No Brasil, o setor privado está voltado muito para a produção, uma vez que é a etapa mais barata e que garante maior lucratividade, ignorando as necessidades de inovação em medicamentos para as doenças que afligem o povo brasileiro. O pouco de pesquisa e inovação existente está vinculado em grande parte aos institutos públicos de pesquisa e universidades públicas. Nesse cenário, é importante considerar o risco de redução do orçamento para a Função Ciência & Tecnologia frente a aprovação da EC 95, lei do teto dos gastos primários, considerando que o mesmo apresenta tendência de queda desde 2014 (Gráfico 1).
Orçamento Ciência & Tecnologia (valores corrigidos pelo IPCA a preço de 12/2016). Fonte: SIOP |
Retomando, a ideia de que o sistema de patentes é o meio para incentivar investimentos em pesquisa e desenvolvimento na área farmacêutica tem fundações muito frágeis. Depender das patentes significa dar às grandes companhias farmacêuticas – especialmente as transnacionais –as condições para aumentar preços abusivamente, muito acima de seus investimentos em pesquisa e do próprio custo de produção, já que poderão operar em um ambiente sem concorrência alguma por parte dos medicamentos genéricos.
Agravando esse cenário, o governo Temer presenteou a indústria farmacêutica com a Medida Provisória 754/2016, com a qual permite ajustes nos preços de medicamentos a qualquer tempo pelo Conselho de Ministros da Câmara de Regulação do Mercado de Medicamentos. Até 20/12/16, só era possível reajustar o preço dos medicamentos uma vez ao ano, considerando a variação inflacionária.
O sistema de patentes nacional representa também um foco de controvérsias de poder na negociação para a compra de medicamentos. Um exemplo recente é o do sofosbuvir, novo medicamento para o tratamento da hepatite C que ingressou no mercado a um preço de US$ 1 mil por pílula. Em razão do montante abusivo, muitos países pressionaram a companhia detentora da patente para que reduzisse o preço. Ela o fez, mas o Brasil segue pagando muito mais pelo medicamento do que o seu custo real de produção, e mais ainda do que o preço dos genéricos desse medicamento produzidos na Índia, por exemplo.
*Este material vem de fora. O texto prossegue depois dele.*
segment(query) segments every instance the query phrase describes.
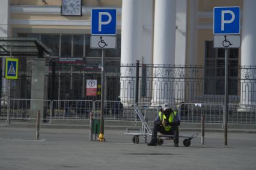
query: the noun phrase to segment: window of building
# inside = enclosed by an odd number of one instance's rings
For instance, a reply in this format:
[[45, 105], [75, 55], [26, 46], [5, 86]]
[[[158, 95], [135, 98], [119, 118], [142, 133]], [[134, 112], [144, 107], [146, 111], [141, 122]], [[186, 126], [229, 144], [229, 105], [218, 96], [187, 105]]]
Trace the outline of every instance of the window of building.
[[72, 57], [72, 36], [62, 34], [61, 36], [61, 56]]
[[59, 35], [56, 34], [40, 34], [41, 41], [46, 46], [50, 47], [57, 56], [59, 54]]
[[[237, 95], [238, 49], [230, 49], [229, 94]], [[213, 41], [206, 41], [204, 94], [224, 95], [225, 87], [225, 49], [215, 49]]]

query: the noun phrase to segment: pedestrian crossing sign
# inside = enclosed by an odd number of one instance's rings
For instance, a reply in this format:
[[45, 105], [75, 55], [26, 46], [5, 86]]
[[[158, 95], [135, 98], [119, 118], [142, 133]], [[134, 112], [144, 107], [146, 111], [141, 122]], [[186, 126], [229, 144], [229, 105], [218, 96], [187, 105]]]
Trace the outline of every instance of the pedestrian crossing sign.
[[17, 79], [18, 78], [18, 62], [17, 58], [5, 58], [5, 79]]

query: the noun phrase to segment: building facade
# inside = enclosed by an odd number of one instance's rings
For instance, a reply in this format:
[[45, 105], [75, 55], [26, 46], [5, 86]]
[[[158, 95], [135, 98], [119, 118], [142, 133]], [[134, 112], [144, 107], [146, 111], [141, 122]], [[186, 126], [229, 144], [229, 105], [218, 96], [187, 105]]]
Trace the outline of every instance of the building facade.
[[[223, 49], [213, 47], [213, 9], [239, 6], [242, 14], [242, 47], [230, 50], [230, 94], [241, 103], [255, 104], [256, 22], [251, 16], [255, 15], [256, 1], [82, 0], [81, 15], [77, 16], [61, 14], [62, 1], [0, 2], [0, 37], [36, 37], [59, 58], [45, 62], [44, 99], [64, 99], [67, 92], [72, 94], [72, 99], [100, 99], [99, 90], [97, 96], [86, 95], [87, 79], [97, 79], [100, 87], [101, 50], [91, 49], [90, 44], [93, 8], [117, 10], [117, 49], [106, 50], [106, 100], [117, 100], [120, 96], [124, 103], [135, 101], [136, 61], [141, 65], [141, 78], [143, 65], [147, 65], [143, 95], [142, 80], [139, 82], [139, 98], [143, 101], [153, 104], [203, 101], [204, 96], [210, 100], [213, 96], [222, 99], [225, 53]], [[26, 58], [20, 63], [20, 79], [16, 82], [20, 88], [13, 90], [13, 96], [29, 98], [32, 62]], [[198, 70], [203, 73], [200, 76], [197, 74]], [[186, 73], [177, 77], [180, 71]], [[187, 72], [197, 73], [192, 77]], [[195, 82], [197, 78], [201, 79]], [[24, 86], [27, 93], [20, 88]], [[7, 93], [7, 87], [3, 79], [2, 96]], [[195, 97], [201, 99], [193, 99]]]

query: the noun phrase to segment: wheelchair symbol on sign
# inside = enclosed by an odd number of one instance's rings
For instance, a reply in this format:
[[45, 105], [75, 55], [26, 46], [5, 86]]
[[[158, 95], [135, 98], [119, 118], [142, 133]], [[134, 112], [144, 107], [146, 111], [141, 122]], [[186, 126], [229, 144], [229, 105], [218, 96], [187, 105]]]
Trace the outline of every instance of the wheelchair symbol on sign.
[[104, 40], [102, 40], [102, 37], [100, 36], [100, 41], [99, 42], [99, 46], [101, 48], [103, 48], [106, 46], [108, 46], [108, 44], [106, 44]]
[[224, 40], [222, 41], [222, 45], [225, 47], [228, 47], [231, 46], [233, 44], [230, 43], [230, 41], [227, 39], [227, 36], [224, 36]]

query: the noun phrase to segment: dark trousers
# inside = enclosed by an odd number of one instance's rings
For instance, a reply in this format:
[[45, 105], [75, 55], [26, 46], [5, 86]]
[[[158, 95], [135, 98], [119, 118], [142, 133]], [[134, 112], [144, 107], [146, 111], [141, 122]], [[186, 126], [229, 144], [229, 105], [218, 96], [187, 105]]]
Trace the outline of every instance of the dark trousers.
[[151, 141], [156, 142], [157, 138], [157, 132], [160, 132], [163, 135], [173, 135], [173, 141], [174, 144], [178, 144], [178, 126], [174, 126], [169, 131], [165, 131], [164, 127], [162, 126], [159, 124], [154, 125], [154, 128], [152, 132], [152, 138]]

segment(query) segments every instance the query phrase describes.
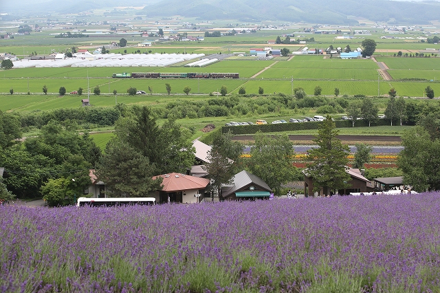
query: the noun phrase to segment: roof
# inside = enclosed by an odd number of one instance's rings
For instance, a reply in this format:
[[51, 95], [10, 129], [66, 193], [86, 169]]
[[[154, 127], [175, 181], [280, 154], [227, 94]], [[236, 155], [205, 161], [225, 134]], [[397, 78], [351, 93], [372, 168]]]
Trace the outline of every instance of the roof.
[[195, 149], [195, 158], [206, 163], [209, 163], [208, 155], [211, 151], [211, 146], [201, 142], [200, 140], [195, 140], [192, 142], [192, 146]]
[[154, 176], [153, 180], [162, 177], [162, 191], [166, 192], [185, 191], [189, 189], [204, 189], [210, 182], [209, 179], [201, 178], [178, 173]]
[[208, 172], [204, 169], [204, 165], [192, 166], [190, 173], [194, 177], [205, 177], [208, 175]]
[[349, 168], [346, 170], [346, 172], [350, 175], [351, 177], [354, 177], [355, 178], [358, 178], [360, 180], [365, 181], [366, 182], [369, 182], [370, 180], [365, 178], [362, 174], [360, 173], [360, 171], [354, 168]]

Demonstrando a injustiça desse sistema patentário, a empresa responsável por esse medicamento recuperou os investimentos alegados em seu desenvolvimento apenas no primeiro ano de vendas nos Estados Unidos.
Se pagamos muito por medicamentos, tanto no quanto é gasto pelo Estado quanto pelas famílias diretamente, certamente as patentes são um componente muito relevante do problema. Elas se beneficiam da estrutura jurídica – falha e repleta de brechas– que permite preços altos e o direcionamento da pesquisa aos interesses exclusivistas das corporações farmacêuticas. A alternativa a esse modelo? Reduzir as brechas para concessão e extensão das patentes de medicamentos, por meio da aprovação de projetos de lei que já tramitam no Congresso Nacional, com o objetivo de fazer o direito à saúde e aos medicamentos ser preponderante.
* Grazielle David é assessora política do Instituto de Estudos Socioeconômicos (Inesc). Walter Britto é pesquisador das Universidades Aliadas por Medicamentos Essenciais – UAEM Brasil.